I’m having one of those moments and finally giving in and asking for help (I may need professional help soon)
I have a new Rasa 2.6.3 project ( rasa init
) I’ve added a single starter conversation, and I have a yes/no question -
Do you need help with that?
and when I choose Yes (/affirm) It displays the out-of-the-box responses to “I’m good” - you know the one
Great, carry on
WHAT?! It’s 100% not following the story below so I’m curious what part of my brain has died to revert my skills back to a first-time-bot-builder.
Here’s my one and only custom story (remember I have the “init bot” code)
- story: Adobe Photoshop Upgrade Issue - YYx - Yes Help with Deflection
steps:
- intent: adobe_photoshop_upgrade_issue
- action: utter_adobe_photoshop_reset_preferences
- action: utter_general_support_ask_do_you_need_help_with_that
- intent: affirm
- action: utter_adobe_photoshop_reset_preferences_url
- action: utter_adobe_photoshop_ask_video_helped
- intent: affirm
- action: utter_general_support_tell_glad_it_helped
Here’s the shell interaction
2021-06-08 17:00:21 INFO root - Rasa server is up and running.
Bot loaded. Type a message and press enter (use '/stop' to exit):
Your input -> dragging an image onto a canvas no longer center snaps it
This could be caused by corrupted preferences. Could you please try resetting the preferences of Photoshop.
? Do you need help with that? 1: Yes I do (/affirm)
Great, carry on!
Your input ->
Here’s the generated config.yml
language: en
pipeline:
# # No configuration for the NLU pipeline was provided.
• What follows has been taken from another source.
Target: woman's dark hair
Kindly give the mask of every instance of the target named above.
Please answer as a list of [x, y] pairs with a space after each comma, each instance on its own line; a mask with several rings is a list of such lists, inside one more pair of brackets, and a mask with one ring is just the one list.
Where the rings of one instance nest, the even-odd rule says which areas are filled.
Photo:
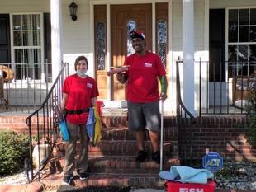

The following default pipeline was used to train your model.
# # If you'd like to customize it, uncomment and adjust the pipeline.
# # See https://rasa.com/docs/rasa/tuning-your-model for more information.
# - name: WhitespaceTokenizer
# - name: RegexFeaturizer
# - name: LexicalSyntacticFeaturizer
# - name: CountVectorsFeaturizer
# - name: CountVectorsFeaturizer
# analyzer: char_wb
# min_ngram: 1
# max_ngram: 4
# - name: DIETClassifier
# epochs: 100
# constrain_similarities: true
# - name: EntitySynonymMapper
# - name: ResponseSelector
# epochs: 100
# constrain_similarities: true
# - name: FallbackClassifier
# threshold: 0.3
# ambiguity_threshold: 0.1
policies:
# # No configuration for policies was provided. The following default policies were used to train your model.
# # If you'd like to customize them, uncomment and adjust the policies.
# # See https://rasa.com/docs/rasa/policies for more information.
# - name: MemoizationPolicy
# - name: TEDPolicy
# max_history: 5
# epochs: 100
# constrain_similarities: true
# - name: RulePolicy
Any ideas what the gap in my brain can’t figure out?
UPDATE
I ran rasa interactive
and get the exact same story as I manually put together.